基于共旋坐标法的空间桁架几何非线性分析

以往提出的共旋坐标法中，随动与整体坐标系的转换矩阵的计算需要中介值，对于大型工程结构会影响计算效率，且共旋坐标法在有限元程序中的实现多基于面向过程技术，以至数据不易管理、功能难以扩充，此外桁架何时考虑几何非线性也缺乏研究。本文归纳对比了两种常用的共旋坐标法理论，基于整体坐标系原点来建立随转坐标系，给出无需中介值的空间桁架转换矩阵及杆端抗力的具体表达式，并基于此法，使用C++语言在基于面向对象技术的程序Aduts中实现空间桁架单元，进一步简化了共旋坐标法的计算，使其在有限元程序中的数据管理、二次开发和维护更简便。设计典型算例验证了本文桁架单元的正确性，并通过参数分析研究桁架的几何非线性，结果表明桁架的几何非线性不能单纯以经验理论即应变达到5%为判断依据，而需结合拱跨比的值来确定。

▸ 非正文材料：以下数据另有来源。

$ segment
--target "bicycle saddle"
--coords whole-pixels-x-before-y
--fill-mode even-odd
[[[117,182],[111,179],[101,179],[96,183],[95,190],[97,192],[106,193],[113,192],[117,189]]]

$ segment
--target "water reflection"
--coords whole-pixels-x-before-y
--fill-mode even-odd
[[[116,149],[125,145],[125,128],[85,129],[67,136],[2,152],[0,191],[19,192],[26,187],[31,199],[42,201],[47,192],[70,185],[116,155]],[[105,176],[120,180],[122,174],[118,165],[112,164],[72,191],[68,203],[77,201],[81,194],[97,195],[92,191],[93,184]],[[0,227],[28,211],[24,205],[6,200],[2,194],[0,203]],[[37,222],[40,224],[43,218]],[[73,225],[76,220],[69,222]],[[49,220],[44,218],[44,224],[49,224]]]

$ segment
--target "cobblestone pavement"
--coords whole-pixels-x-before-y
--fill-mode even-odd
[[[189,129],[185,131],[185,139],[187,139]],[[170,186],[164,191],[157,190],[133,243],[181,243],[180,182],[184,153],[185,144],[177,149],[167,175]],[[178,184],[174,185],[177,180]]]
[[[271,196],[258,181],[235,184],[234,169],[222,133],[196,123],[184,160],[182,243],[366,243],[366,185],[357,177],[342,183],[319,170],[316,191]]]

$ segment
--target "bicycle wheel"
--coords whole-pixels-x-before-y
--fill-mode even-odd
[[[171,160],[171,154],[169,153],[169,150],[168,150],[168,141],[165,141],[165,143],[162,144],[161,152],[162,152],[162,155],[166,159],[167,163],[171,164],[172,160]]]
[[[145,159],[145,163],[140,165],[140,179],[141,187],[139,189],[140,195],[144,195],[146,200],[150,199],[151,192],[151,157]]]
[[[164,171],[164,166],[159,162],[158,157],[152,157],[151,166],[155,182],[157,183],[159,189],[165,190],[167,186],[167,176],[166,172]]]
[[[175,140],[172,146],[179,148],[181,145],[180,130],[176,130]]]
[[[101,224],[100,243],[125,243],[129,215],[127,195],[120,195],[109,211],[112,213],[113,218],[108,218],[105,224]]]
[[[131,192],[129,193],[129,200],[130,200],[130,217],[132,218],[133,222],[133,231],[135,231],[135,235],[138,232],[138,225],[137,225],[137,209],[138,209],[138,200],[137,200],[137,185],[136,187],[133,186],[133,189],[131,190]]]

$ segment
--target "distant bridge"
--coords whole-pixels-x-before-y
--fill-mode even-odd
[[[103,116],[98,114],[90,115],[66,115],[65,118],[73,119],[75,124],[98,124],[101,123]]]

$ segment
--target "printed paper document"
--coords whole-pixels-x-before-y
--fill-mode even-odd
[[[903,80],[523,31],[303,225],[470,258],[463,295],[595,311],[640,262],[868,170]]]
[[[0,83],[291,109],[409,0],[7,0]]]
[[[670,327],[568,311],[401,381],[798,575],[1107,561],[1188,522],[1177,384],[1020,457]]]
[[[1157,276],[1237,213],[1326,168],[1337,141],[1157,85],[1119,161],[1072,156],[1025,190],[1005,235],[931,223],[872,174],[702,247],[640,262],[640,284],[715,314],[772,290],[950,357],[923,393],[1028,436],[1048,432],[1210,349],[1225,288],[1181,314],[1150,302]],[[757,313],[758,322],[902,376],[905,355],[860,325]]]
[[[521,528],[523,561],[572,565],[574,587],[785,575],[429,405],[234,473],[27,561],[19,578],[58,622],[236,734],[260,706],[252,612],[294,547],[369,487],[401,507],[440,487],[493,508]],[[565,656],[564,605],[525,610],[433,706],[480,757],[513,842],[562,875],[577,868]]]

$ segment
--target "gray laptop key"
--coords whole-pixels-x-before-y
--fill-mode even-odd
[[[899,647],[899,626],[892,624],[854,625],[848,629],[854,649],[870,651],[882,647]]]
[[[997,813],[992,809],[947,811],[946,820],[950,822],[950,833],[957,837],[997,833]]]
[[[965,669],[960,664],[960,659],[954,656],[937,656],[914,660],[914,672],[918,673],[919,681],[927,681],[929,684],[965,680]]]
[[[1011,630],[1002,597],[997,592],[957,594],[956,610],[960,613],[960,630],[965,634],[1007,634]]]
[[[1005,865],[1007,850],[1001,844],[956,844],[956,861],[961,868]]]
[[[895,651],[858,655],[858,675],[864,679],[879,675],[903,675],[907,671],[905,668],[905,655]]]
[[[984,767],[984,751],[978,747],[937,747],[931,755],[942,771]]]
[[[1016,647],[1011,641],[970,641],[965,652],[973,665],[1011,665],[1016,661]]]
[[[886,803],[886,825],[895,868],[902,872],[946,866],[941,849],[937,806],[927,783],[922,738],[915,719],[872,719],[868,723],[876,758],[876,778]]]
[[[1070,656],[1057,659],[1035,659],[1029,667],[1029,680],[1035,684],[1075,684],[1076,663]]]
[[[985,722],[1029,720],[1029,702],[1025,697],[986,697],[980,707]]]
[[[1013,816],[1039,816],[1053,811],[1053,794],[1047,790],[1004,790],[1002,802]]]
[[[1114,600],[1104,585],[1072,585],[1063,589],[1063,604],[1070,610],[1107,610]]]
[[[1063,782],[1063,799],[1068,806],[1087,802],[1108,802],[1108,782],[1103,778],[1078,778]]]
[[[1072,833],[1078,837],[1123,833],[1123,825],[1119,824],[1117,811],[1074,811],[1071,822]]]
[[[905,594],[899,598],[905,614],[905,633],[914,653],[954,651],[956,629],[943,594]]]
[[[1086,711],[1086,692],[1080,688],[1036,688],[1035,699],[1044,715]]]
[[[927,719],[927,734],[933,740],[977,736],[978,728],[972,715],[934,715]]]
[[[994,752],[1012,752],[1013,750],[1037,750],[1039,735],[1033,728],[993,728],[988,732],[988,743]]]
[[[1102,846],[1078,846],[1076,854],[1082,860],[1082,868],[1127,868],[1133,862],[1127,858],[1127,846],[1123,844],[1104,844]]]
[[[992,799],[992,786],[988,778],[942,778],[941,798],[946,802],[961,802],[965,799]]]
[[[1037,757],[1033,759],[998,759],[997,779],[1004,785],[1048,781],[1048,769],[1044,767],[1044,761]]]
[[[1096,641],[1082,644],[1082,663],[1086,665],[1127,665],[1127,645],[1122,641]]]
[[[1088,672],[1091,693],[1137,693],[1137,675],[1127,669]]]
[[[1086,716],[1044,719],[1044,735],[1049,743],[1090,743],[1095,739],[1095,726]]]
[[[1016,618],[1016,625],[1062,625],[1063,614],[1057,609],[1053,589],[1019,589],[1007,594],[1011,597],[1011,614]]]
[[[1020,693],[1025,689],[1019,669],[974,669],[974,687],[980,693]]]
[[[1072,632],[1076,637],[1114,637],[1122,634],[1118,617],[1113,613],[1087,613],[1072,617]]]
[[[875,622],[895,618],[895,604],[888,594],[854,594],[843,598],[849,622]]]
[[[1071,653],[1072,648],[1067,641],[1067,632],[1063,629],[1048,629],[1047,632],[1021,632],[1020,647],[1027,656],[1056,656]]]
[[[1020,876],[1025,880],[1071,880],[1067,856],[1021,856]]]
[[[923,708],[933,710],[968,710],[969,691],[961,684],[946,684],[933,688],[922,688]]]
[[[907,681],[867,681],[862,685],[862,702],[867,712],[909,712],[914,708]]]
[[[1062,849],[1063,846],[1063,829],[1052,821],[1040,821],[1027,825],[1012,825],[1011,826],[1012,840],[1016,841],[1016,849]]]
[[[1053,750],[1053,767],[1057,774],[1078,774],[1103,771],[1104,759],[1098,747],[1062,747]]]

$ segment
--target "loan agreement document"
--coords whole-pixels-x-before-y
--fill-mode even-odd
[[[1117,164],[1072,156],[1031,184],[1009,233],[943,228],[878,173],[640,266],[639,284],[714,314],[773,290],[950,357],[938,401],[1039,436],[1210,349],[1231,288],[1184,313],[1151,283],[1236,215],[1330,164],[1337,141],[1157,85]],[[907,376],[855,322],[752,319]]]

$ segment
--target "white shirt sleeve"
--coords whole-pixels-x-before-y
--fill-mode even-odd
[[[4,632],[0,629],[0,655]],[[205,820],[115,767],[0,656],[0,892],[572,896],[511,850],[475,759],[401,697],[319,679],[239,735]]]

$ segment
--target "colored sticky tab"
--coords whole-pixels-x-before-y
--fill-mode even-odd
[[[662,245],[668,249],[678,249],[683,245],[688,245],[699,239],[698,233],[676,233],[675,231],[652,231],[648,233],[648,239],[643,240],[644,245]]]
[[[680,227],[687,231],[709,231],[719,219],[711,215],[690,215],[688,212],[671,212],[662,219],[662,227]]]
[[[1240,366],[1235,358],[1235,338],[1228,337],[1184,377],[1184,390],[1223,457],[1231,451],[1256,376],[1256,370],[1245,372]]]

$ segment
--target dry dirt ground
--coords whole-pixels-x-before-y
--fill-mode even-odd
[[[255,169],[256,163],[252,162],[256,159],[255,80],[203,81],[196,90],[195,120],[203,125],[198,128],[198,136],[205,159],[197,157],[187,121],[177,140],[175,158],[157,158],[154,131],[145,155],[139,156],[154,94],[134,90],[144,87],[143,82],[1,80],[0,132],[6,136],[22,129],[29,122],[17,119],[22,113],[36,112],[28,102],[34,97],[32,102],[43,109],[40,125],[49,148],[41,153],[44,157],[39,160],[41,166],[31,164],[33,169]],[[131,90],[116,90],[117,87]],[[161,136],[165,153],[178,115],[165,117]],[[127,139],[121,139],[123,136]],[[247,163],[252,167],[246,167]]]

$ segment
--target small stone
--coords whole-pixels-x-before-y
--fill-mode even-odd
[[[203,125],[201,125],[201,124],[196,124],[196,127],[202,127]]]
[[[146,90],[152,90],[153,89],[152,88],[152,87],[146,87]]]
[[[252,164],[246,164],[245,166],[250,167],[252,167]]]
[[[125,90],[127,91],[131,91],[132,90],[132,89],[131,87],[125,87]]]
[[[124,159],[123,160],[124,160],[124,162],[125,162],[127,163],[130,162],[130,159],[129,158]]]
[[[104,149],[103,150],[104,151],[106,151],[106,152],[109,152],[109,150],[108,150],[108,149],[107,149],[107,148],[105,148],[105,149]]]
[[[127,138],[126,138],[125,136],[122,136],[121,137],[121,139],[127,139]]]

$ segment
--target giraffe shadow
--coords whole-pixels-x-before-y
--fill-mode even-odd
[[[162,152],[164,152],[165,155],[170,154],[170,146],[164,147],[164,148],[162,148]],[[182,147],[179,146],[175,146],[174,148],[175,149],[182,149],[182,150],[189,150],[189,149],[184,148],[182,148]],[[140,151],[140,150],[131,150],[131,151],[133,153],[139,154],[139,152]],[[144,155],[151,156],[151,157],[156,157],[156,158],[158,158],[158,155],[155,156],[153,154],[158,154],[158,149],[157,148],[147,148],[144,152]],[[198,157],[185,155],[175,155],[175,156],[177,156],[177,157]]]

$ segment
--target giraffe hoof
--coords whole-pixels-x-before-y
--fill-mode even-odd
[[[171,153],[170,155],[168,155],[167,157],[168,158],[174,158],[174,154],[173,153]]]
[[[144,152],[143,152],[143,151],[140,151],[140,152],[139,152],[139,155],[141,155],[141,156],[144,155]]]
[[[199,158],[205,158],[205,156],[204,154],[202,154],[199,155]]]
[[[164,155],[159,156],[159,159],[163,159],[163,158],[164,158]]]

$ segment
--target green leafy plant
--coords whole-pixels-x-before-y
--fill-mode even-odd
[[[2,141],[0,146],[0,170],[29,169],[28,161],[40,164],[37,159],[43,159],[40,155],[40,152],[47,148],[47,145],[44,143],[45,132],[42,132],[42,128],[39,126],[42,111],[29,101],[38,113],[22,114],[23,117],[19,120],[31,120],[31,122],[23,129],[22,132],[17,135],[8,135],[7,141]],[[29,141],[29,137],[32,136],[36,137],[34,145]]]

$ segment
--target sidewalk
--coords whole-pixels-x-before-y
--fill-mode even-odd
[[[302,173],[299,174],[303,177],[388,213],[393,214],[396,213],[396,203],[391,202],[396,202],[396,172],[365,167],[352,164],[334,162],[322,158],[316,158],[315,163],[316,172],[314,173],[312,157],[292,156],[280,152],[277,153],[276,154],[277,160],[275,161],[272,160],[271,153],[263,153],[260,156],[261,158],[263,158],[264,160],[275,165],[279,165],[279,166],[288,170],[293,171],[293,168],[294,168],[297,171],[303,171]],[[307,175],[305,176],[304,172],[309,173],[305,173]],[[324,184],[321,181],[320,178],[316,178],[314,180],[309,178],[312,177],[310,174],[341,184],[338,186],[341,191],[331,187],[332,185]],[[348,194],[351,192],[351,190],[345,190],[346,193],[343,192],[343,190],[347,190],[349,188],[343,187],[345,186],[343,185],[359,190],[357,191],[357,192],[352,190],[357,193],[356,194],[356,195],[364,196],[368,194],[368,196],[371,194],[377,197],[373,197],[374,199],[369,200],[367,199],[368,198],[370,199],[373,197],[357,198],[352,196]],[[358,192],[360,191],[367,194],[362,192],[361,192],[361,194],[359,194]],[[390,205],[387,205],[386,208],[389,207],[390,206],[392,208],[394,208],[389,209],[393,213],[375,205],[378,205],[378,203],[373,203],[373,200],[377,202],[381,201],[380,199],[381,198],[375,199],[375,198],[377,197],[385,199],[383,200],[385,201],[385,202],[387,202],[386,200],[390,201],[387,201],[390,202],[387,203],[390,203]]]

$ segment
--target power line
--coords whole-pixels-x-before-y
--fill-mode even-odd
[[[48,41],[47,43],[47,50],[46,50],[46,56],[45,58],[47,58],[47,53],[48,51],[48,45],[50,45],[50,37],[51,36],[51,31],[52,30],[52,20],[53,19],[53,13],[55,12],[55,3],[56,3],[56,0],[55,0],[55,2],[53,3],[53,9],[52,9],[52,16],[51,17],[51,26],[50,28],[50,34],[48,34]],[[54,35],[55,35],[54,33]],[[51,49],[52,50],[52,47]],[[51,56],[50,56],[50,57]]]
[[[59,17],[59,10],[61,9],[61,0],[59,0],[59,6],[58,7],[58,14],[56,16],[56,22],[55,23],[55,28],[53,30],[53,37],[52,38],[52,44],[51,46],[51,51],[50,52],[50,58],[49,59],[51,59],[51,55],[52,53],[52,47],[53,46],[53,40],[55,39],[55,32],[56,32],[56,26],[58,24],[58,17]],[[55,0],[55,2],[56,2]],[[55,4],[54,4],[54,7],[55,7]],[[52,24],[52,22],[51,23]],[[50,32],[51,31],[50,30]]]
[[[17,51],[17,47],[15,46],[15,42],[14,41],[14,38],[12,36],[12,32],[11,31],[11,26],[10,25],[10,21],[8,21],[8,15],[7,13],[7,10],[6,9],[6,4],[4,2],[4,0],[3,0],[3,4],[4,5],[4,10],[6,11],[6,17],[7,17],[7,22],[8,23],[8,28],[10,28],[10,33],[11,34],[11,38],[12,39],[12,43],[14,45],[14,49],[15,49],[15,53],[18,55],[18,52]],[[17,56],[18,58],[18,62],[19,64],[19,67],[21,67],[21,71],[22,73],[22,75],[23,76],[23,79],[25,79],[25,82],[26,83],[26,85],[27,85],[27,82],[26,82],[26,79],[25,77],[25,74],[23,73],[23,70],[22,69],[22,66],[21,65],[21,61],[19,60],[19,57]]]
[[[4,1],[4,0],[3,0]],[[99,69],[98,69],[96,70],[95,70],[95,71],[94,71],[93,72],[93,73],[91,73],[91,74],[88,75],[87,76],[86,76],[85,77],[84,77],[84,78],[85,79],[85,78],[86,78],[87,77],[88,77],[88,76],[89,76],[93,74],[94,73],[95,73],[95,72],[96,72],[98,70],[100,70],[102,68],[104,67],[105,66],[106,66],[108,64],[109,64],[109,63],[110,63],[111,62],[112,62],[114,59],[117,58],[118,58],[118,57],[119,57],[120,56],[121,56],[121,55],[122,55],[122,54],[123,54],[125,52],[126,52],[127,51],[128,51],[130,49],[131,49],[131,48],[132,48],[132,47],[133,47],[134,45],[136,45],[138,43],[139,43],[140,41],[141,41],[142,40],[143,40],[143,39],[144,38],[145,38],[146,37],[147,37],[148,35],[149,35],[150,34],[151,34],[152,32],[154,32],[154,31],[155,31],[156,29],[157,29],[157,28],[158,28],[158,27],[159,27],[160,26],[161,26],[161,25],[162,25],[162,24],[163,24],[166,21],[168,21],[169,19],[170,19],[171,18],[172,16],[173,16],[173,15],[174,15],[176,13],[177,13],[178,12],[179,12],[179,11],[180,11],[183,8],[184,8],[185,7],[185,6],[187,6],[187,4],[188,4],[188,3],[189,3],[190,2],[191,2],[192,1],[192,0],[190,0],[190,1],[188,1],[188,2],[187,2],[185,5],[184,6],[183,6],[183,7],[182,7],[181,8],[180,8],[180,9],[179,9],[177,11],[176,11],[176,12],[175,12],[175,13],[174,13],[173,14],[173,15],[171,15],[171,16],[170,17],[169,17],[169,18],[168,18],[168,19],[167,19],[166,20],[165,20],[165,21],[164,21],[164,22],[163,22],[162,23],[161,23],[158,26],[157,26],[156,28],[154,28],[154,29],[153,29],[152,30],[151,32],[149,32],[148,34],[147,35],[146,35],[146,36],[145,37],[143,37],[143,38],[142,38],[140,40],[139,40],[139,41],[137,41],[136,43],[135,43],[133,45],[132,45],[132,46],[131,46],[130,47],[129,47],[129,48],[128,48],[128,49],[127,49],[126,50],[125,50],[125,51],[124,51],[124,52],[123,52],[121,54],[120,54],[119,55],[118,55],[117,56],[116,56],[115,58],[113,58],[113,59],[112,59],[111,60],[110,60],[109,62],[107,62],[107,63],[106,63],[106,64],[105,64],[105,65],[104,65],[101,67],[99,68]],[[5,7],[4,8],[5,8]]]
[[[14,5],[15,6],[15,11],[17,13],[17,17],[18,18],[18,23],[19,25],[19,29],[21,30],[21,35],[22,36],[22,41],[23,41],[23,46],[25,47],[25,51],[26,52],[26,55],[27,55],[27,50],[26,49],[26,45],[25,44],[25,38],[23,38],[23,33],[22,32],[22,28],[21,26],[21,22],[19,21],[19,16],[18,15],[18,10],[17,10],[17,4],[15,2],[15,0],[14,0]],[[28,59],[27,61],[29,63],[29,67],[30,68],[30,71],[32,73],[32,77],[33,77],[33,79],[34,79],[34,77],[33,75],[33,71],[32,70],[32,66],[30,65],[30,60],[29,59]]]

Geometric non-linearity Analysis of Space Truss Based on Co-rotational Procedure

In the previous co-rotational procedure, intermediate value was needed in the calculation of the transformation matrix of the co-rotating and the global coordinate system. For large engineering structure, computational efficiency is impacted. Moreover, the realization of the co-rotational procedure in finite element program is mostly based on the process-oriented, so the management of the data and the extension of functionality are in difficulty. In addition, there is a little study on the theoretical criterion of the geometric non-linearity of the truss. In this paper, two common theories of co-rotational procedure are summarized and compared. The co-rotational coordinate system is established based on the origin of global coordinate system. The transformation matrix without intermediate value and the concrete formulation of bar end resistance of space truss are given. Based on this method, the space truss element is realized in the program Aduts based on object-oriented technology by using C++ language. The calculation of the co-rotational procedure is further simplified, and the data management, re-development and maintenance in the finite element program are easier. The correctness of the proposed truss element is verified by a typical design example. The geometric non-linearity of truss is studied by parameter analysis, and results show that the geometric non-linearity of the truss cannot be judged solely based on the empirical theory, that is, the strain reaches 5%, but needs to be determined by combining the value of arch-span ratio.